The main novelty concerns the voto di condotta, a mark for behaviour which scuola superiore (high-school) teachers give their pupils at the year's end. Under Mussolini's code, anyone with a mark lower than seven out of 10 would have to repeat the year. The code - which disappeared years ago for six to 14-year-olds - is particularly unpopular because it also links academic success to discipline.
Under the new charter, no pupil will be forced to repeat the year for disciplinary reasons, and any sanction a school takes should be in proportion to the offence. Expulsion, the traditional last resort, will also be outlawed: the maximum penalty becomes a temporary suspension.
The charter was drawn up a year ago by education minister Luigi Berlinguer. As a former communist in Italy's first left-wing government, he has been anxious to get rid of fascist legacies. But his draft was criticised by teachers who complained it was tipped too far in favour of pupils' rights rather than their duties.

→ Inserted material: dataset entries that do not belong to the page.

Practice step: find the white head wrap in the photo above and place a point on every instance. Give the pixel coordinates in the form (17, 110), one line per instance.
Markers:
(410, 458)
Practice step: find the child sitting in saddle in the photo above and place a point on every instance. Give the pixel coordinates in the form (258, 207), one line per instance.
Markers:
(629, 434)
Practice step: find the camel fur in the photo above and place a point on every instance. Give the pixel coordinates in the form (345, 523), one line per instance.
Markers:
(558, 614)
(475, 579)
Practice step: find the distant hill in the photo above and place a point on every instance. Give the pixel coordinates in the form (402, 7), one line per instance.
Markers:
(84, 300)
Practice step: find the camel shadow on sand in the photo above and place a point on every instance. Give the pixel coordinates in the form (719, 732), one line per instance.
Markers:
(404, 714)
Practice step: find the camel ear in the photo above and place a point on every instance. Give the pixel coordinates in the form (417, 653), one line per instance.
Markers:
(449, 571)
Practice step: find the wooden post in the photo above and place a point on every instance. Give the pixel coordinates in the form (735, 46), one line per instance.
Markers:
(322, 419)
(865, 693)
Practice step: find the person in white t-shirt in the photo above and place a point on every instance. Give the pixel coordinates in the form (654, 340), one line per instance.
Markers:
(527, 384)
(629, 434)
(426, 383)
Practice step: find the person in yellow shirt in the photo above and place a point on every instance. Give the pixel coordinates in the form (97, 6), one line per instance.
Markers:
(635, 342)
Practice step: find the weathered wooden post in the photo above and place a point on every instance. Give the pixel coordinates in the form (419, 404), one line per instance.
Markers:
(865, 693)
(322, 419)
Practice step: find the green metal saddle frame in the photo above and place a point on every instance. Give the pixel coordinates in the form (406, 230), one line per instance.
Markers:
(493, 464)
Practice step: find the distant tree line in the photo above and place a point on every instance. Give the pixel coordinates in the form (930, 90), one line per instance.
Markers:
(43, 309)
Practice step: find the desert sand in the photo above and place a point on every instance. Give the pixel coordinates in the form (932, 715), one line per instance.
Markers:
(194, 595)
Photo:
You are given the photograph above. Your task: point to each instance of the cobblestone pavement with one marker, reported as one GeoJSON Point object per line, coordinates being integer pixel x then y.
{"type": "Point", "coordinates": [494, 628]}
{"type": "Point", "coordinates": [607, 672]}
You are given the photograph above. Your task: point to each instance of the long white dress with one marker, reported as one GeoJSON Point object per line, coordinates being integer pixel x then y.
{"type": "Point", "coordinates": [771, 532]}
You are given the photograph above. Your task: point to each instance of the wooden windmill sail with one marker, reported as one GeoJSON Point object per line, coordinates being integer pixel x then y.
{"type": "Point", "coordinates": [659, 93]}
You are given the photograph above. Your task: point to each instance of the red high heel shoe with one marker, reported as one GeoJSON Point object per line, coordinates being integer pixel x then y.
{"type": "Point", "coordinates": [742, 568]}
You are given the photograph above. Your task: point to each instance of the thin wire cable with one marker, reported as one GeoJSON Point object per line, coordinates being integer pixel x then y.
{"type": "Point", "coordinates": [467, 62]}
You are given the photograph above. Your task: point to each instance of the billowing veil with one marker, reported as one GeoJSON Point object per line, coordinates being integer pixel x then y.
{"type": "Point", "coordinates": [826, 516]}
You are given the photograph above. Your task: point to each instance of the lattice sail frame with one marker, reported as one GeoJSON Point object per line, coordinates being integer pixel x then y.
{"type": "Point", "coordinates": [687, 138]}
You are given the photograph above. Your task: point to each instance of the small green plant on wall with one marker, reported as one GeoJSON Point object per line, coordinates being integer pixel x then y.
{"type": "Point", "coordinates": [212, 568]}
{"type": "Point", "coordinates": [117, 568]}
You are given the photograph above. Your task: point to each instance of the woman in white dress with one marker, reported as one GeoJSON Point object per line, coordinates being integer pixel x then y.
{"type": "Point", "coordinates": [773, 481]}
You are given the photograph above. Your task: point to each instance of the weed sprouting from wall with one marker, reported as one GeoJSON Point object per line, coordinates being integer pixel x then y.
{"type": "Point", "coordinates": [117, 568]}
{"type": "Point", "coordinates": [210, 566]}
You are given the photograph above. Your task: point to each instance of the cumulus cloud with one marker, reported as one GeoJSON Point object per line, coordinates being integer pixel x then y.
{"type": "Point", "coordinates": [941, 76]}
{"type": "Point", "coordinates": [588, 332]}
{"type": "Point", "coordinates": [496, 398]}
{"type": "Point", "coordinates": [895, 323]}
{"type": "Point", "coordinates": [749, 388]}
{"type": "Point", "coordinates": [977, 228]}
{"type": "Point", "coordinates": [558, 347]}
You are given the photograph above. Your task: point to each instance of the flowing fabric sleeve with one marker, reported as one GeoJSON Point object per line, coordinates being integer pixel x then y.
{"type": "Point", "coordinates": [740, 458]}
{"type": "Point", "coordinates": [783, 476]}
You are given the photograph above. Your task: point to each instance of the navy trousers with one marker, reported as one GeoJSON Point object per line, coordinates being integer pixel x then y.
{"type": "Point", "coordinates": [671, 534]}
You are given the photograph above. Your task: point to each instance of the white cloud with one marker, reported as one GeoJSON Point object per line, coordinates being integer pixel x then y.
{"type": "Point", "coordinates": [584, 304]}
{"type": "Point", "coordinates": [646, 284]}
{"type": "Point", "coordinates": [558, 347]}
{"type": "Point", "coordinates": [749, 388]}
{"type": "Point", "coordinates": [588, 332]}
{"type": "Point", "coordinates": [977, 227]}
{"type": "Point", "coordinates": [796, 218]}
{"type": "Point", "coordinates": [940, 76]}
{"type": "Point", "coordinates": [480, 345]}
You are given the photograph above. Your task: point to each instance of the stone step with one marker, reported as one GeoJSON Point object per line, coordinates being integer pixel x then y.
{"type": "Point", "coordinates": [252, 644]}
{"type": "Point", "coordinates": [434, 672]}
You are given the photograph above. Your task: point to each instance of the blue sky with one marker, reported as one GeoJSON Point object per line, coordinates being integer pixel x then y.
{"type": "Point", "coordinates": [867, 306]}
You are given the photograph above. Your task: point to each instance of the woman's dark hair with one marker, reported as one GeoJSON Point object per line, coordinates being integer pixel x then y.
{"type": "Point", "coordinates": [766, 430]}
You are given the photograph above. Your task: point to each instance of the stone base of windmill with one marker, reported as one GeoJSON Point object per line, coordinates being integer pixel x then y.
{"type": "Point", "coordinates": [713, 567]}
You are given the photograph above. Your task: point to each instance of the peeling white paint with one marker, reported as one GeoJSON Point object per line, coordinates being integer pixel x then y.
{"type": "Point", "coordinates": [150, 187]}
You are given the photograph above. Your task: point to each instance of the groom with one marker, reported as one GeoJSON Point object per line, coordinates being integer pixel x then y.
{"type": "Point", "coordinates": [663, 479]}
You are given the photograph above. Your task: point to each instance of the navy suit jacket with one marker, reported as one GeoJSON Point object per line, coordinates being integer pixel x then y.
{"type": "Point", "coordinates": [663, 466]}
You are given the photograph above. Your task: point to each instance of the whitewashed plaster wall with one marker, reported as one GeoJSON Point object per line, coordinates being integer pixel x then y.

The revised version redresses the balance. It lists the obligations pupils have towards their school - such as attendance, respect for teachers and equipment, and care for the school environment - as well as specifying the sanctions a school can inflict on transgressors. These could take the form of "socially-useful" tasks such as cleaning a playground.
In the case of vandalism - a sore subject, since a number of schools have been damaged in recent pupil protests - parents will have to pay for repairs.
But pupils also acquire rights. These include the right to be consulted on organisational decisions - such as the rearrangement of the school week over five days instead of six - and the right to meet on school premises.